When we think of a sandwich ransacked from the fridge, it’s usually eggs, or grilled cheese, or something salumi-based. But with only a little more effort you can get something more restorative out of a desperate kitchen sweep.

Next time, make a hearty vegetarian panini (no panini press needed), like Chapel Hill-based chef Andrea Reusing does, inspired by the sandwiches served by her friend Billy Cotter at his restaurant Toast. This is a clever way to jam a ton of greens into a sandwich and keep them interesting (they’re dressed in the most basic of vinaigrettes and flanked by cheese and spicy pickled peppers).
As long as you have random greens, cheese, bread, and jars of pickles (or olives or capers), the recipe here can be used as a template for many fast, sturdy meals—much better ones than you thought you’d get when you wandered over to the fridge.
Serves 4

PICKLED PEPPERS

4 cups (950ml) loosely packed hot, semi-hot, or sweet fresh chile peppers, with seeds
3 tablespoons kosher salt
¼ cup (50g) sugar
4 cups (950ml) distilled white vinegar

PANINI

2 big bunches curly kale (about 1 pound/450g total), stemmed, leaves torn into pieces
1½ tablespoons kosher salt, plus more for salting the water
1 tablespoon olive oil, plus more for grilling
1 tablespoon red wine vinegar
8 slices rustic sandwich bread
10 ounces (280g) farmer’s cheese or other crumbly fresh cheese such as queso blanco or feta, broken into chunks
Freshly ground black pepper
1 To make the pickled peppers, if your chiles are large, cut them into chunks or rounds. If they are small, simply split them in half lengthwise. Put the peppers in one or more jars with tight-fitting lids. In a bowl, dissolve the salt and sugar in the vinegar. Pour this over the peppers, close the jar, and refrigerate for at least 1 day before using. Makes about 2 cups (475ml); extras keep indefinitely.
2 To make the panini, working in batches, blanch the kale in boiling salted water for 3 minutes, until tender.
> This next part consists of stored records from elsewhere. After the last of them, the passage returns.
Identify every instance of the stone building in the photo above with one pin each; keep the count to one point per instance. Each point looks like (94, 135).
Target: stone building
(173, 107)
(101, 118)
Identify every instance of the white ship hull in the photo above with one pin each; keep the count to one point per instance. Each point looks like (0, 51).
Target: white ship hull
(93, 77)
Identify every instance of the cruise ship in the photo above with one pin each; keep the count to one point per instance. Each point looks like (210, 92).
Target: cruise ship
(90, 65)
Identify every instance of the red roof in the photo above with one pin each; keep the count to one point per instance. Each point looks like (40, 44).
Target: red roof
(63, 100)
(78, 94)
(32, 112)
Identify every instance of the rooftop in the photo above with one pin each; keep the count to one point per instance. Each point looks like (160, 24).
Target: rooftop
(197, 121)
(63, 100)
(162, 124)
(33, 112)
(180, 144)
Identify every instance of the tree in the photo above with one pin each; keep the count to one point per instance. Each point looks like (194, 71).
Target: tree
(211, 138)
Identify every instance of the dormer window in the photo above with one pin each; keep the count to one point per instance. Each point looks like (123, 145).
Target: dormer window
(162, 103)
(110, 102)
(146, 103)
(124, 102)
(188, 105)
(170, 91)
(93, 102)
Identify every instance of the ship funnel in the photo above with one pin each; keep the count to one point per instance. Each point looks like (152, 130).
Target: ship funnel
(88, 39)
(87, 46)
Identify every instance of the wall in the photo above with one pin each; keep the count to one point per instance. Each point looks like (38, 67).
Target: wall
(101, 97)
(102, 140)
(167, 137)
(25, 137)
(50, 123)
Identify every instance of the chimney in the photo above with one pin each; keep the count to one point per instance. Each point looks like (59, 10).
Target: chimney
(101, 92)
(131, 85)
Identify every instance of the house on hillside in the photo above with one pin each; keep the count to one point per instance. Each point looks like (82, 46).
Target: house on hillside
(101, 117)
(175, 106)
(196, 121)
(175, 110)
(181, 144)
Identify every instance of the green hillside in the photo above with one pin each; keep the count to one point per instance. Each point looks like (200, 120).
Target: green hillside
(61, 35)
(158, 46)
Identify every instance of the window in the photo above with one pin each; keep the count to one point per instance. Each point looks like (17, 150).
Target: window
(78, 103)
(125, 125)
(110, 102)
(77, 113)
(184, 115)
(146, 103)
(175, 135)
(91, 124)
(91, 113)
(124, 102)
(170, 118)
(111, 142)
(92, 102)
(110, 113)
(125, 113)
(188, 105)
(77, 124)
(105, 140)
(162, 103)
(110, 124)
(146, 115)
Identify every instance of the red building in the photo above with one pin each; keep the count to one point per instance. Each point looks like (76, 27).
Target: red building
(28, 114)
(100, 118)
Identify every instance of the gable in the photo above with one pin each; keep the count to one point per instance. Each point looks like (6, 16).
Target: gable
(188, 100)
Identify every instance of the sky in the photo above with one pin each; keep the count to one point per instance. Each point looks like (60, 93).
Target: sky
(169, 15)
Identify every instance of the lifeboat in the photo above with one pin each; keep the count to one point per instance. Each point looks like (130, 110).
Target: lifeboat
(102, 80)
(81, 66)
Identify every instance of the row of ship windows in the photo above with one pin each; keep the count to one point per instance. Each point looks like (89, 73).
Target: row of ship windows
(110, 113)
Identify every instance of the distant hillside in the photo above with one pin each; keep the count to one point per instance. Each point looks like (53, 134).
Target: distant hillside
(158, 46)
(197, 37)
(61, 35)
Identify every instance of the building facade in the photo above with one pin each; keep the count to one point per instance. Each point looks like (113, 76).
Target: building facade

Use a slotted spoon to transfer each batch to a colander. When all the kale is cooked, let it cool and then squeeze with your hands to remove the excess moisture. Cut the kale into ½-inch (1.3cm) wide strips and put them in a bowl.
3 Preheat a panini press if you have one, or heat a large cast-iron skillet over low heat and have another pan of the same size ready to weigh down the sandwiches.
4 Right before you are ready to assemble the sandwiches, season the kale with salt. Add the oil and toss well. Finish with the vinegar. Lay out four slices of bread and top them with equal parts kale and cheese; add chiles to taste. Season with salt and pepper and top with the other slices of bread.

5 Lightly oil the panini press and follow the manufacturer’s instructions for grilling the sandwiches. If you are using a pan on the stovetop, raise the heat to medium, lightly oil the pan, and add as many sandwiches as can comfortably fit. Place the other heavy pan on top to press the sandwiches; if the pan is relatively light, add some weight to it, such as a large can or a full tea kettle. Rotating the pan on the burner frequently, cook the sandwiches for about 5 minutes, until deep golden brown. Transfer the sandwiches to a plate, re-oil the pan, and return the sandwiches to the pan, browned side up, to cook the other side, about 3 minutes. Serve immediately.